太陽神教は竜を滅ぼすことを第一としており、その為に時操魔法を持つオリジナルのカルラからクローンを大量に作り、負傷者の治療等に当たらせていた。
生み出されたカルラ達は自らの命を使い捨てることも厭わない道具のような存在であった。
そんな中で生み出されたアルテマティアはカルラの数不足から通常の個体より成長を期間を短くして配備されており、そのせいか他の個体と異なり悲しみなどの人間らしい感情を持っており、自分達の在り方に疑念を抱いていた。
「わたくしは太陽神教の最高指導者の一人、時の聖女カルラ、最も価値の高い人間の一人、だけどわたくしが死んだ時、誰がわたくしを悼んでくれるのでしょう?」
それでもカルラとしての役割に殉じ続けていたが、ある時基地に落下してきた幼き日のウォルテカムイと出会う。
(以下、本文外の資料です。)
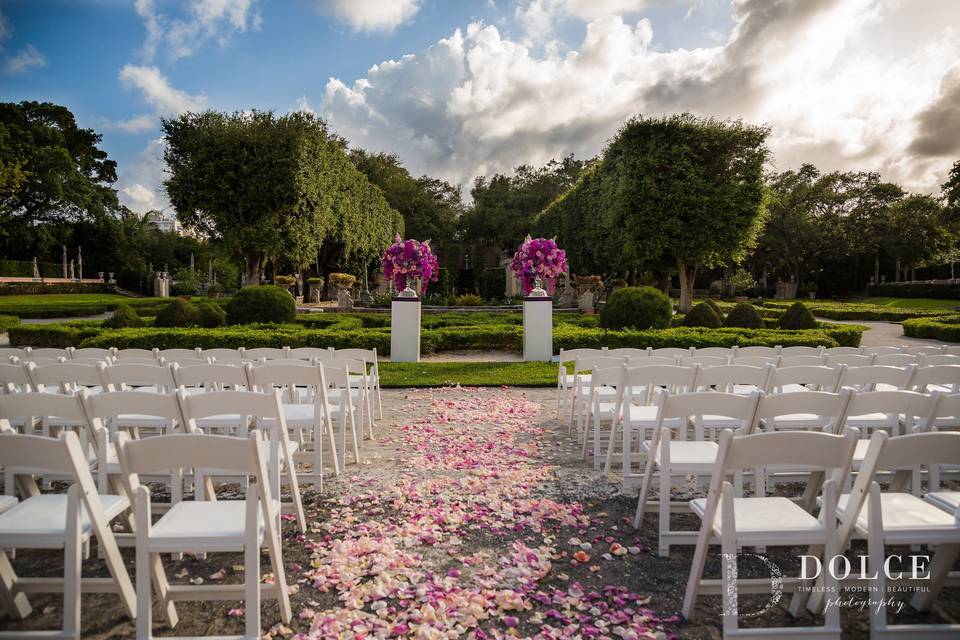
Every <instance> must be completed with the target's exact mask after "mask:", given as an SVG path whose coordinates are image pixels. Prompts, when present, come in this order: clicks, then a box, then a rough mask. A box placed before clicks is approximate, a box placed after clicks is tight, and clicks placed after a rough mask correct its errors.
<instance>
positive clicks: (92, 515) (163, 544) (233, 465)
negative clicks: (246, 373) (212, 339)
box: [0, 392, 291, 638]
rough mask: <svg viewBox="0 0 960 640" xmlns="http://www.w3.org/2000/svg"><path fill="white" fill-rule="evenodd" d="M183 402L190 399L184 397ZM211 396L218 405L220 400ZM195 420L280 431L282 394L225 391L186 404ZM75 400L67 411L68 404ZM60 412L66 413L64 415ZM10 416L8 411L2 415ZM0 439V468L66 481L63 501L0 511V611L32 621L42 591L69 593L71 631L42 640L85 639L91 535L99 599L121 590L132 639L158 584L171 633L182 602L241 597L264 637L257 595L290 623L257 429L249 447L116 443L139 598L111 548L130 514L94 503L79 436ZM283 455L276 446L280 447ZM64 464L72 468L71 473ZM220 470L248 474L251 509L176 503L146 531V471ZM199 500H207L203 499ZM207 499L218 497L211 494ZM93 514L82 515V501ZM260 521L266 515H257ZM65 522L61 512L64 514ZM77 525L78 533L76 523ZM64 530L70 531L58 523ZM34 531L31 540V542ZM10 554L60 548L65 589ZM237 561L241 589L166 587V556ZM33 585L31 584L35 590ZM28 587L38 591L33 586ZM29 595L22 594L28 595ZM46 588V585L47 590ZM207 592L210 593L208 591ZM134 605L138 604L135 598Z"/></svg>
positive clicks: (244, 503)
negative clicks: (243, 578)
mask: <svg viewBox="0 0 960 640" xmlns="http://www.w3.org/2000/svg"><path fill="white" fill-rule="evenodd" d="M31 395H33V396H34V397H36V396H37V395H39V394H21V395H19V396H18V397H7V398H4V399H3V402H5V403H6V404H10V403H11V402H13V401H15V402H19V403H29V402H31V400H32V398H31ZM181 395H183V394H181ZM215 396H216V397H215ZM43 400H44V401H45V402H47V403H51V402H52V403H53V404H56V405H57V408H56V410H57V411H59V412H61V413H65V414H68V413H71V412H72V413H73V415H77V414H78V412H81V411H82V409H81V408H80V406H79V405H80V403H81V402H82V401H81V399H80V397H79V396H58V397H56V398H55V399H53V400H51V398H50V397H49V396H46V397H45V398H43ZM182 400H183V402H184V404H185V405H186V407H187V411H188V412H190V413H191V415H206V414H222V413H223V412H224V411H233V410H238V409H239V410H241V411H245V412H248V413H250V414H251V415H259V416H272V417H273V418H274V419H276V420H278V421H279V424H280V425H281V426H282V424H283V417H282V413H281V412H280V409H279V394H278V393H274V394H259V393H244V392H227V393H225V394H210V395H204V396H194V397H188V396H185V395H184V397H183V398H182ZM71 403H72V407H71V406H68V405H70V404H71ZM61 405H62V406H61ZM3 406H4V411H5V412H7V411H9V412H13V413H19V412H22V411H34V410H35V409H33V408H14V407H8V406H6V405H3ZM0 415H3V414H0ZM0 428H2V430H3V431H4V433H3V434H2V435H0V466H3V467H5V468H6V467H9V466H11V465H15V464H16V465H28V466H32V467H38V468H44V469H50V468H52V469H53V470H54V471H56V472H58V473H61V474H63V473H67V474H69V475H70V476H71V480H72V483H71V488H70V490H69V491H68V496H67V499H66V501H63V500H62V499H58V497H57V496H53V495H49V494H46V495H43V496H39V495H37V491H36V486H35V485H33V486H32V489H33V491H32V493H30V492H28V493H25V494H24V497H25V499H24V500H23V502H21V503H19V504H17V505H16V506H14V507H13V508H10V509H8V510H7V511H6V512H4V513H3V514H0V556H2V558H0V559H2V562H0V572H2V573H3V574H4V575H3V578H4V580H2V581H0V595H2V596H3V602H4V604H7V605H8V607H7V608H9V609H11V610H12V611H13V613H14V614H15V615H16V617H19V618H22V617H25V616H26V615H28V614H29V613H30V604H29V601H28V599H27V596H26V594H27V593H32V592H39V591H45V590H53V591H59V590H62V591H63V593H64V611H65V615H64V629H63V630H62V633H59V634H51V633H50V632H42V633H43V634H44V635H43V637H69V638H78V637H79V630H80V591H81V585H82V584H84V583H89V582H90V581H81V580H80V575H81V568H82V567H81V560H80V555H81V554H80V545H81V544H82V543H83V542H84V541H85V539H89V537H90V536H91V534H93V533H95V534H96V536H97V538H98V541H99V543H100V545H101V549H102V550H104V555H105V557H106V558H107V561H108V567H109V568H110V571H111V574H112V580H109V581H104V580H102V579H100V580H95V581H94V582H95V584H96V587H97V588H96V590H97V591H104V589H105V586H106V585H105V583H106V584H109V585H110V586H109V587H107V588H111V589H112V590H116V591H119V592H120V594H121V597H122V599H123V602H124V605H125V607H126V609H127V612H128V614H129V615H131V616H134V613H135V612H136V617H137V636H138V637H144V638H149V637H151V633H152V630H151V626H152V625H151V616H150V609H151V604H152V598H151V593H150V591H151V578H152V581H153V583H154V584H155V585H156V586H157V588H158V590H159V591H160V592H161V593H160V596H161V602H162V604H163V610H164V613H165V615H166V618H167V622H168V624H170V625H171V626H174V625H176V623H177V613H176V609H175V604H174V603H175V602H176V601H180V600H188V599H203V600H211V599H220V600H238V599H243V600H245V605H246V612H247V613H246V633H245V636H244V637H248V638H249V637H259V634H260V632H261V630H260V628H259V626H260V614H259V609H260V591H261V589H263V590H266V591H269V592H271V595H273V596H275V597H277V598H278V599H279V601H280V611H281V616H282V618H283V620H284V622H289V620H290V617H291V611H290V605H289V597H288V595H287V587H286V580H285V576H284V566H283V561H282V555H281V546H280V540H279V526H278V522H279V509H278V507H277V503H276V501H275V499H274V496H275V495H279V494H277V493H274V490H272V488H271V485H274V486H276V481H275V480H274V479H271V478H270V477H269V474H268V472H267V467H266V465H265V464H264V462H263V458H264V456H263V450H264V447H263V443H262V440H261V437H260V432H259V431H258V432H255V434H256V435H255V436H254V437H252V438H249V439H248V438H229V437H223V436H208V435H196V434H183V435H171V436H168V437H164V438H149V439H146V440H141V441H129V440H127V439H126V437H125V435H124V434H121V435H120V438H119V445H118V453H119V458H120V463H121V467H122V468H123V471H124V473H123V475H124V483H125V485H126V489H127V493H128V494H129V495H130V496H132V497H133V501H134V504H135V510H136V516H137V517H136V519H135V521H136V524H137V525H138V526H137V528H136V538H137V539H136V543H137V594H136V595H134V593H133V590H132V588H131V585H130V580H129V576H128V574H127V572H126V569H125V568H124V566H123V562H122V559H121V558H120V556H119V553H118V550H117V545H116V540H115V539H114V535H113V532H112V531H111V529H110V526H109V521H110V520H112V519H113V518H115V517H117V516H118V515H120V514H121V513H122V512H123V511H125V510H126V509H127V507H128V506H129V502H128V501H127V498H126V497H125V496H119V495H117V496H109V495H98V492H97V490H96V487H95V486H94V484H93V481H92V477H91V476H90V474H89V469H88V467H87V466H86V464H85V462H84V460H83V455H82V452H81V450H80V446H79V443H78V442H77V440H76V437H75V435H74V434H73V433H71V432H64V433H63V434H62V436H61V439H60V440H55V439H52V438H43V437H38V436H28V435H16V434H13V433H11V429H10V428H9V426H8V425H6V424H5V423H3V422H0ZM273 448H274V449H276V447H275V446H274V447H273ZM65 463H66V464H65ZM211 467H215V468H220V469H226V470H229V471H230V472H231V473H234V474H239V475H242V476H244V477H253V478H254V479H255V483H254V484H253V485H252V487H253V488H248V490H247V497H246V500H243V501H226V502H222V501H221V502H216V503H214V504H210V503H205V504H199V503H187V502H180V503H178V504H177V505H175V506H174V507H173V508H171V509H170V510H169V511H168V512H167V513H166V514H165V515H164V516H162V517H161V519H160V521H159V522H157V523H156V524H151V519H152V517H151V509H150V497H149V491H148V490H147V488H146V487H145V486H143V485H141V484H140V481H139V474H140V473H151V474H156V473H163V472H167V471H168V470H169V469H172V468H176V469H183V468H192V469H194V470H195V471H198V473H199V470H200V469H207V468H211ZM18 481H19V482H18V486H21V487H30V483H29V482H28V481H30V478H29V476H20V477H18ZM196 497H197V498H198V499H202V498H203V497H204V496H203V495H202V494H201V493H199V492H198V494H197V496H196ZM207 497H208V498H211V497H212V496H207ZM81 500H82V501H83V506H84V508H85V510H86V513H87V514H88V515H87V516H86V517H85V518H84V519H83V520H81V518H80V507H79V502H80V501H81ZM261 512H262V516H261ZM57 514H62V515H57ZM38 517H43V521H44V522H49V523H50V525H49V526H48V527H47V529H48V530H47V531H46V533H45V535H44V536H38V535H37V534H36V519H37V518H38ZM71 522H73V523H76V524H70V523H71ZM57 523H66V524H57ZM25 530H29V532H30V535H24V532H25ZM261 546H266V547H267V548H268V552H269V556H270V561H271V569H272V572H273V576H274V580H273V582H272V584H271V585H269V586H262V585H260V551H259V550H260V547H261ZM3 547H8V548H9V547H21V548H50V547H54V548H64V549H65V563H64V566H65V580H64V581H62V582H61V585H62V586H60V585H55V584H52V583H51V581H50V580H49V579H44V580H42V581H39V582H42V584H40V583H39V582H38V581H36V580H33V581H31V580H30V579H29V578H22V577H19V576H17V575H16V574H15V573H13V570H12V567H10V564H9V561H8V560H7V558H6V556H5V555H2V554H3V551H2V548H3ZM185 551H186V552H202V553H206V552H236V551H244V553H245V565H246V566H245V568H246V572H245V574H246V580H245V584H244V585H242V586H240V585H237V586H222V585H218V586H216V587H213V588H212V589H211V588H202V587H200V588H198V587H193V586H187V587H180V586H170V585H169V583H168V581H167V579H166V576H165V575H164V573H163V566H162V564H161V563H160V554H162V553H179V552H185ZM31 582H32V583H33V584H32V585H31ZM31 586H32V588H30V587H31ZM25 587H26V588H25ZM43 587H47V588H46V589H44V588H43ZM200 589H204V590H205V591H206V593H201V592H200ZM137 597H139V600H137ZM13 635H14V636H16V637H29V633H26V632H13Z"/></svg>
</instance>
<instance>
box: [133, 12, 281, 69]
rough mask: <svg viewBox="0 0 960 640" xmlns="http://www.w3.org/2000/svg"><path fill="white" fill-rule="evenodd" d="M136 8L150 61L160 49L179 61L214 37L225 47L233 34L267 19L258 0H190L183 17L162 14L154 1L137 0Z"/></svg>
mask: <svg viewBox="0 0 960 640" xmlns="http://www.w3.org/2000/svg"><path fill="white" fill-rule="evenodd" d="M134 7H135V9H136V11H137V14H138V15H139V16H140V17H141V18H142V19H143V24H144V27H145V28H146V30H147V38H146V40H145V41H144V43H143V48H142V49H141V55H142V56H143V58H144V60H145V61H146V62H152V61H153V60H154V58H155V57H156V55H157V53H158V51H159V50H160V49H163V52H164V53H165V54H166V56H167V57H169V58H170V59H171V60H176V59H178V58H185V57H188V56H190V55H193V53H195V52H196V51H197V50H198V49H199V48H200V47H202V46H203V44H204V43H205V42H206V41H207V40H210V39H214V40H216V41H217V42H219V43H220V45H221V46H223V45H225V44H226V43H227V42H229V40H230V36H231V35H232V34H233V33H235V32H240V33H242V32H245V31H247V29H252V30H254V31H257V30H259V29H260V25H261V24H262V22H263V19H262V17H261V15H260V10H259V7H258V6H257V0H186V2H185V3H184V8H185V11H184V12H183V13H184V15H182V16H180V17H171V16H169V15H167V14H164V13H159V12H158V11H157V8H156V6H155V4H154V0H136V3H135V5H134Z"/></svg>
アルテマティアは落下の崩落に巻き込まれたカルラたちを救うために、彼女らの救助と引き換えに治療の提案をするが、一蹴されて恫喝交じりの罵倒を受けてしまう。
だが、彼の罵倒を受けたアルテマティアは今まで溜め込んでいた鬱憤を爆発させる。
「わたくしはわたくしを救います! 巻き込まれたくなければあなたがどきなさい!」
結果的に命を助けられることになったカムイはアルテマティアに対し太陽神教を潰し、「いつかオレがアンタを神様から自由にしてやるよ」と約束を交わす。それからの彼女はその言葉を胸に前向きに生きることを決める。
だが、それが過ちを生んでしまう。
カルラ達の教育を一任されたアルテマティアは「たとえ自分たちが替えのきく存在だったとしても、自分たちの事を悼んでいい。愛していい」という思いで未成熟なカルラ達に接する。
しかしその結果、命令違反を繰り返すようになってしまったカルラは全て太陽神教によって廃棄。さらにはカムイもアルテマティアを餌にすることで捕らえられてしまう。
彼女は心中で何度も神に問う。
別に太陽神教に離反したかったわけではない。
ただ妹である幼いカルラたちに「己を悼んでいい、愛していい」と伝えたかっただけなのだった。
「それがそんなにも罪深いことだったのですか、神よ――」
「呼ンだカ?」
絶望の底にいる彼女に声をかけたのは竜の神だった。
見る者にとって最も無視できない存在となる竜の神は幼いカルラの姿となってアルテマティアに語り掛ける。
「わたくし達を救ってくださいますか⁉ あの人を救ってくださいますか⁉」
「望むならそういう世界にするよ? 名前をあげる、神の翼(アルテマティア)。この世界に私を生み出して、奇跡を望むなら手を――」
幼いカルラの姿を取る竜の神の背後からは一転してアルテマティアに対して、己に痛みを訴え、責め立てるカルラたちの姿があった。
それでも、自分たちとカムイを救って欲しいと願ったアルテマティアはその手をとり、そして神の翼となったのだった。